Peut être qu'après les avoir réaliser je porterai un autre regard sur certains objets qui finirons par être présentable dans un autre espace mais je ne crois pas qu'il faille les penser pour cela...
Pour autant certains objets témoignants de découvertes techniques comme les céramiques, ou encore la présentation de textes fabriqués lors du temps de formation, pourraient très bien être considérés comme des pièces à part entière... mais je crois que nous pourrons véritablement le savoir une fois cette experience vécue !

Pour ce qui est de la question technique d'impression abordée, je n'ai pas en tête les autres manières d'imprimer, en tout cas la question de la trace, rattachée à l'espace est une experience qui m'intéresse dans ma pratique et que je serai ravie de poursuivre.

Je ne sais pas à quels autres techniques tu pensais, mais je crois que pour des questions de temps nous ne pouvons pas forcement laisser de côté les avantages techniques que peuvent nous apporter la sérigraphie? je pense à cela pour les nombreux textes que nous pensions envoyer tous les jours, si nous devons par exemple envoyer un menu concernant un repas partagé, et autres textes, quelle autres techniques seraient envisageables ?

Pour ce qui est du moment de formation avec Bruno, je crois en effet que nous ne devons pas oublié que ce sera un temps de rencontre pour nous avec cette technique. La projection de formes trop complexes, que je pouvais avoir en tête encore il y quelques semaines, ne nous permettrait peut être pas de vivre pleinement cette rencontre technique. J'ai pour ma part peut être en tête des pièces plus humbles que celle que j'avais en tête au départ.

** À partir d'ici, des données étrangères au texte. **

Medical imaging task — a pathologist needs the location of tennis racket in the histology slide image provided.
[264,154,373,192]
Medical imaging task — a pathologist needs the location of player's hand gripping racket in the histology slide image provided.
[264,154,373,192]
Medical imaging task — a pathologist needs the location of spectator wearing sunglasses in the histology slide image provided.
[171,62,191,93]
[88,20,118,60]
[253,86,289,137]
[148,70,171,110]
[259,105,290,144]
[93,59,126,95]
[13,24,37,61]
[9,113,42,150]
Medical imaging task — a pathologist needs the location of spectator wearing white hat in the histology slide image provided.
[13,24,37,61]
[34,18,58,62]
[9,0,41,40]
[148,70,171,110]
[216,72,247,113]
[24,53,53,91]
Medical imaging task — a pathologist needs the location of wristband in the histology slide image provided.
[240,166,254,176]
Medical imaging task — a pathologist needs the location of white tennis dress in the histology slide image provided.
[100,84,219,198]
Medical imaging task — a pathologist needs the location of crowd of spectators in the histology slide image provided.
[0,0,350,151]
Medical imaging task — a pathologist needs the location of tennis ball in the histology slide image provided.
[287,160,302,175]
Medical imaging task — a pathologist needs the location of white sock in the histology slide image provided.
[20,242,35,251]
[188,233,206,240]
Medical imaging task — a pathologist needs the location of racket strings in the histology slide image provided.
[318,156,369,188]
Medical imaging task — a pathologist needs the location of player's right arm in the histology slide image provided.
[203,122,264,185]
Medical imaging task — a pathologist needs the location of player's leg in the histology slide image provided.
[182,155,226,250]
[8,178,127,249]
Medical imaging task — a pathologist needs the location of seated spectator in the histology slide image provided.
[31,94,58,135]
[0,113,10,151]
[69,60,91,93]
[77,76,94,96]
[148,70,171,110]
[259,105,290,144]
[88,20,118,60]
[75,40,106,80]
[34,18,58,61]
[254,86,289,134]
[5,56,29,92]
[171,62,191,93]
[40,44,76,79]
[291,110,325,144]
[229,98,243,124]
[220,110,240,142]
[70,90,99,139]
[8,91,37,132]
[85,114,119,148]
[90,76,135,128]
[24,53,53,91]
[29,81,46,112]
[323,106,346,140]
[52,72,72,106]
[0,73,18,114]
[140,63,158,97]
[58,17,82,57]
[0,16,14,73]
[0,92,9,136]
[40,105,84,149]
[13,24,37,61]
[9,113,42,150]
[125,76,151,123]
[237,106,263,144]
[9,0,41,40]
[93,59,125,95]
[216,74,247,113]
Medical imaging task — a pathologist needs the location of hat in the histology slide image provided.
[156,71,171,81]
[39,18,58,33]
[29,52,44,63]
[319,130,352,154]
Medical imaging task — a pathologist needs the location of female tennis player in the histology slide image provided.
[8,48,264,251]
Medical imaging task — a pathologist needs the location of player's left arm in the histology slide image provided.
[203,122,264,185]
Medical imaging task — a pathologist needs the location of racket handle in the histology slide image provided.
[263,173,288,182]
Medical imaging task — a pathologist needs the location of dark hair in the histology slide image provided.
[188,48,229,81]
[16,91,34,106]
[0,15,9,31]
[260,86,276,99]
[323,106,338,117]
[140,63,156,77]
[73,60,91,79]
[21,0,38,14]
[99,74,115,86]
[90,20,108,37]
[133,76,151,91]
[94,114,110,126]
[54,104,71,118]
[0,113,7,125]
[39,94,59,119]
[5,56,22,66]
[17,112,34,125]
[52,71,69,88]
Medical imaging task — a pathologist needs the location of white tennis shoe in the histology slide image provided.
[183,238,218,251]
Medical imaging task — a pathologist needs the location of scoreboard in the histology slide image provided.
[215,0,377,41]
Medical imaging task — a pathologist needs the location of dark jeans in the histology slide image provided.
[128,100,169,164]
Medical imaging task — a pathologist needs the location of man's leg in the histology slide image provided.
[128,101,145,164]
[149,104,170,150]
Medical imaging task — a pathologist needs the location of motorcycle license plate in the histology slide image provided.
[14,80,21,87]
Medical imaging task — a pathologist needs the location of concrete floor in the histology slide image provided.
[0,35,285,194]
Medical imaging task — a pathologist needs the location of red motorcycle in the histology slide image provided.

Je crois que les traces que nous laisserons aux pérougiens résiderons dans la manière dont nous investirons l'espace et dont nous intégrerons ses membres actifs à notre projet.

La portée didactique que tu évoques est effectivement importante. Je crois que celle ci est vraiment intrinsèque à nos interventions dans cet espace temps qui nous est donné. Cette didactique se construira selon moi au fur et à mesure des experiences que nous serons amenées à vivre durant le temps de la résidence. Nos tentatives de partage et de communication rendront compte d'une première perception du lieu aux pérougiens, qui sera sans doute bousculée et modifiant ainsi le contenu que nous donnerons à voir lors du moment de l'exposition.
la perception du lieu est à la fois une perception spatiale — une perception de nos corps dans cet espace architectural particulier— mais aussi une perception d'un lieu de vie auquel nous prendons part.